Un aiuto dai fondi dell’eredità Faac. La Caritas: già donati a mille famiglieIl cardinale Carlo Caffarra ha donato cinque milioni dell’eredità della Faac – l’azienda che si occupa di automatismi e cancelli elettrici – alle famiglie bolognesi in gravi situazioni di disagio per la perdita del lavoro. Le sue scelte si fanno sentire in città a meno di un mese dall’arrivo del suo successore, il vescovo Matteo Zuppi (La Repubblica, 24 novembre).
LA PROMESSA DEL CARDINALE
A rivelare la donazione compiuta dalla guida della Chiesa bolognese è, in una nota, la Caritas diocesana. «Appena l’Arcidiocesi è venuta nel pacifico possesso dell’eredità Manini, il fondatore della Faac che ha deciso di lasciare l’azienda alla Chiesa, nel settembre scorso il cardinale come si era prefissato da tempo, ha disposto che cinque milioni di euro fossero immediatamente consegnati alla Caritas Diocesana» per aiutare le famiglie in grave disagio (Corriere della Sera, 25 novembre).

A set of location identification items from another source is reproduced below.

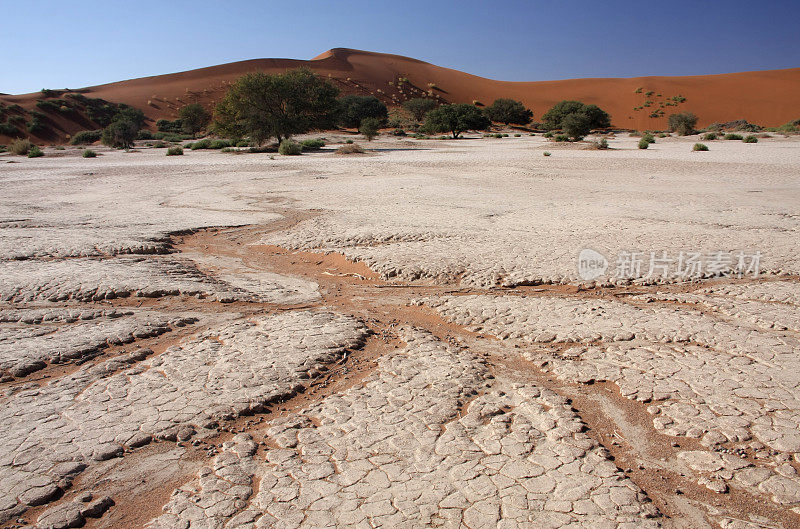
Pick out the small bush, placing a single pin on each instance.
(220, 144)
(290, 148)
(86, 137)
(311, 145)
(202, 144)
(20, 147)
(683, 123)
(352, 148)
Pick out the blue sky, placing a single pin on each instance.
(73, 44)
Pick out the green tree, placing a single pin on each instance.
(419, 107)
(263, 106)
(354, 109)
(576, 125)
(683, 123)
(120, 134)
(509, 111)
(455, 119)
(369, 127)
(553, 118)
(193, 118)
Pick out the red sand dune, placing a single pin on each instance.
(768, 98)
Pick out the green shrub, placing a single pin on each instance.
(290, 148)
(354, 109)
(419, 107)
(220, 144)
(193, 118)
(683, 123)
(554, 118)
(120, 134)
(312, 144)
(85, 137)
(21, 146)
(508, 111)
(576, 125)
(202, 144)
(455, 119)
(352, 148)
(369, 127)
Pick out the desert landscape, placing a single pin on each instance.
(505, 326)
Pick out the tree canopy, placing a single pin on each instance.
(509, 111)
(455, 119)
(419, 106)
(353, 109)
(554, 118)
(262, 106)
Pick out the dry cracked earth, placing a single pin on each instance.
(399, 339)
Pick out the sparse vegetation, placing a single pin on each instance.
(597, 118)
(455, 119)
(312, 144)
(20, 147)
(369, 127)
(508, 111)
(576, 125)
(354, 109)
(193, 118)
(289, 148)
(262, 106)
(683, 123)
(352, 148)
(418, 107)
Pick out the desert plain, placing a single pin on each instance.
(400, 338)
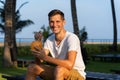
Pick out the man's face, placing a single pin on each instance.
(56, 23)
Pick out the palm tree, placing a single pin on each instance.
(114, 46)
(13, 24)
(74, 17)
(46, 31)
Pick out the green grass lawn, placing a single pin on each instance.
(95, 66)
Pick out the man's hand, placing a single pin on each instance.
(39, 54)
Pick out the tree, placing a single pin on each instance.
(114, 46)
(46, 31)
(9, 24)
(12, 21)
(74, 17)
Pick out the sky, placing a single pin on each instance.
(95, 15)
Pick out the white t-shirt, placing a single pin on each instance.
(70, 42)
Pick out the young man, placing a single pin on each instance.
(64, 48)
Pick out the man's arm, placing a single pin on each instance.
(67, 63)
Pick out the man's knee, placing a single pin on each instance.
(60, 70)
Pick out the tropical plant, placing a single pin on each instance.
(46, 32)
(10, 24)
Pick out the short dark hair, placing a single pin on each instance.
(55, 12)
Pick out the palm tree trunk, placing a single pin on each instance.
(74, 17)
(114, 46)
(9, 57)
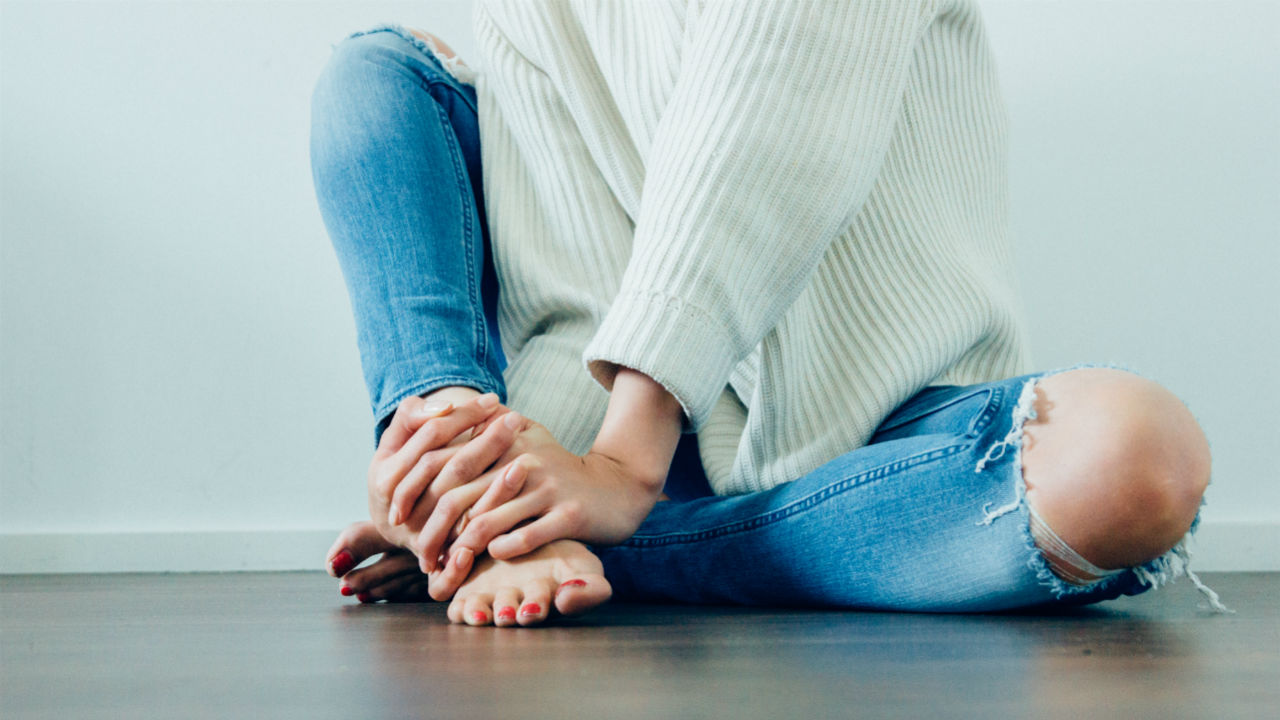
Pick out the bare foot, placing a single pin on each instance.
(562, 575)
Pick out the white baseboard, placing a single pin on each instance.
(165, 552)
(1224, 546)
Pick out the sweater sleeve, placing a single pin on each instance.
(767, 149)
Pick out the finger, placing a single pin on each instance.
(498, 414)
(410, 490)
(446, 514)
(356, 543)
(503, 490)
(551, 527)
(389, 566)
(410, 415)
(443, 584)
(478, 455)
(483, 529)
(433, 434)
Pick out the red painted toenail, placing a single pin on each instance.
(343, 563)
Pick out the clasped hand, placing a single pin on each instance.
(506, 487)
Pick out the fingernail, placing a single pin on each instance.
(343, 563)
(434, 409)
(462, 557)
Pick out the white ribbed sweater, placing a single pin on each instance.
(790, 214)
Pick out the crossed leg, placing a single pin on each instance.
(1115, 464)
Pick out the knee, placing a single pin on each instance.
(1115, 464)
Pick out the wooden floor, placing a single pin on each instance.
(286, 645)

LA FAAC E L’ADDIO DALL’ITALIA
Per capire come la fabbrica sia finita alla Chiesa bisogna tornare al 2012, quando l’allora proprietario la lasciò in eredità. Così la multinazionale con sede a Zola Predosa, alle porte di Bolona, è diventata di fatto un asset della Curia, che ha però potuto poco per impedire che 50 persone perdessero il lavoro poiché il nuovo management aveva disposto il trasferimento in Bulgaria (Il Giornale, 5 settembre). L’allora arcivescovo chiese che nelle strategie aziendali si seguissero quei principi di impresa sociali enunciati nella Caritas in Veritate di Benedetto XVI. Ma il consiglio non è stato tenuto in gran considerazione e i macchinari della Faac hanno preso, così, la via della Bulgaria.

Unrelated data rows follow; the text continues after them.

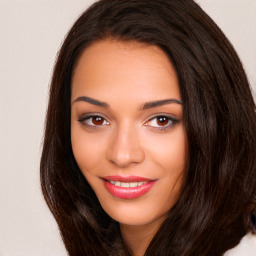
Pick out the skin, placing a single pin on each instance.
(127, 140)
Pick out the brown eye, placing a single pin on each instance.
(97, 120)
(162, 120)
(94, 121)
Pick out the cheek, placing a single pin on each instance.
(87, 148)
(169, 151)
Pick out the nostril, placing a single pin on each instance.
(253, 221)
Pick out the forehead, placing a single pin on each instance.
(111, 68)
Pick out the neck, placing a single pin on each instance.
(138, 237)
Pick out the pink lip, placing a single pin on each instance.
(128, 193)
(125, 178)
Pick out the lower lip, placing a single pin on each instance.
(128, 193)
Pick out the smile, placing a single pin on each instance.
(127, 184)
(127, 187)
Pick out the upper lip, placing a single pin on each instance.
(126, 178)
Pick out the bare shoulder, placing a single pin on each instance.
(247, 246)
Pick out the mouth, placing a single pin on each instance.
(127, 187)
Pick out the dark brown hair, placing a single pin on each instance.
(216, 207)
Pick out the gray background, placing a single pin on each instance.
(31, 32)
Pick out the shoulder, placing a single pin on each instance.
(247, 246)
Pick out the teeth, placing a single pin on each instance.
(127, 184)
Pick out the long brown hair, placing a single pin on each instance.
(216, 207)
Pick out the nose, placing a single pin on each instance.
(125, 148)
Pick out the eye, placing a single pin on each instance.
(94, 120)
(162, 122)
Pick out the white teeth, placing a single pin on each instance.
(133, 184)
(124, 185)
(127, 184)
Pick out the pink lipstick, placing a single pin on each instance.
(128, 187)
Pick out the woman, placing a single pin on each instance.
(150, 138)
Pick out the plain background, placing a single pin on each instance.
(31, 32)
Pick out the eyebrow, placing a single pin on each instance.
(91, 101)
(146, 105)
(159, 103)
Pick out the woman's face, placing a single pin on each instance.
(127, 132)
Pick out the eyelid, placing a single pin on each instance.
(174, 121)
(87, 116)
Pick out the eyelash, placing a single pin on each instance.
(171, 121)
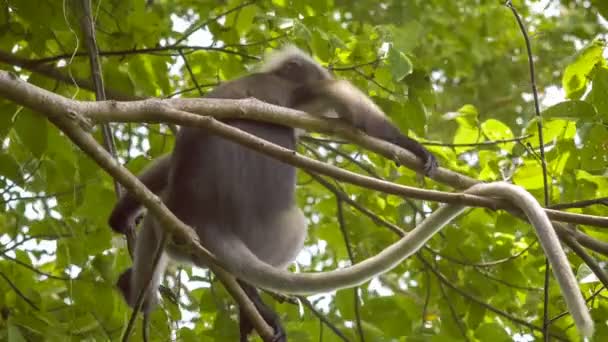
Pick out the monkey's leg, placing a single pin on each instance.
(144, 274)
(245, 326)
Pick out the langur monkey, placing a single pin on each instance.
(240, 202)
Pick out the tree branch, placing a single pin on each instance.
(201, 113)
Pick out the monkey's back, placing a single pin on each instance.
(221, 187)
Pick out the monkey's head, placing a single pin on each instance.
(295, 65)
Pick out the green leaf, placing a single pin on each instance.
(32, 129)
(599, 93)
(530, 176)
(10, 169)
(14, 334)
(570, 110)
(401, 66)
(492, 332)
(575, 77)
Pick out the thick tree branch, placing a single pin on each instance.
(184, 112)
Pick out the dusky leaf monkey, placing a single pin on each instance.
(240, 202)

SULLA GESTIONE NON C’ENTRA LA CHIESA
La storia ha fatto rumore e alcuni leader politici come il leghista Matteo Salvini se la sono presa con Caffarra, anche se in realtà la Chiesa bolognese non c’entrava con i ruoli gestionali nell’azienda. Come sottolineato dalla stessa Curia: “In virtù della distintiva e peculiare missione della Curia e della decisione di non gestire alcuna azienda”, l’Arcidiocesi, infatti costituiva il Trust Faac, “nominando tre trustee divenuti titolari della ‘nuda proprietà delle azioni’, a cui vennero affidate linee di comportamento irrevocabili, tra cui l’indicazione che il Cda e Top management ne determinino strategia e quotidiana gestione dell’Azienda. Pertanto, l’Arcidiocesi non è azionista di Faac, essendosene giuridicamente spossessata attraverso il Trust Faac, né gestore, né implementatore di strategie aziendali, ma solo usufruttuaria e percepiente di eventuali dividendi” (Repubblica, 7 settembre).
IL FONDO DI SOLIDARIETA’
L’immagine della Curia, che ha risentito non poco del caso Faac, ne esce ora legittimamente rinnovata grazie a questa notizia sui fondi della multinazionale destinati ai meno abbienti. Spiega così il direttore della Caritas Mario Marchi: «Per venire incontro all’emergenza di queste famiglie il cardinale arcivescovo Caffarra istituì nel 2008 il Fondo di Solidarietà per le Famiglie, nel quale sono confluite offerte di privati (tra cui quelle dell’eredità Faac), di parrocchie e la maggior parte dei contributi che le Fondazioni cittadine destinano ogni anno all’Arcidiocesi» (Il Resto del Carlino, 24 novembre).
5.160.000 EURO
Grazie a questo fondo, è stato possibile finora far giungere alle famiglie, attraverso le Caritas parrocchiali, sussidi per la precisione pari a 5.160.000 euro. «Sentiamo come un dovere di giustizia rendere conto di questa beneficenza a chi l’ha pensata e voluta e a chi vi ha aderito e collaborato – prosegue Marchi – Finora abbiamo raggiunto tra le ottocento e le mille diverse famiglie» (Bologna Today, 25 novembre).
LAVORO E FORMAZIONE
Ma c’è una pista che la Caritas intende in particolare percorrere: accompagnare le persone nella ricerca di un lavoro, in modo da aiutare le famiglie a recuperare piena autonomia. «È lo stesso cardinale che ce lo ha fatto capire all’atto della donazione, quando ha evidenziato che il disagio maggiore per le famiglie è la mancanza di lavoro, da cui derivano tanti altri disagi – conclude Marchi – Per questo stiamo pensando a destinare parte dei cinque milioni alla realizzazione di corsi, a forme di avviamento professionale in accordo con i datori di lavoro. Il come è tutto da decidere» (Avvenire, 22 novembre).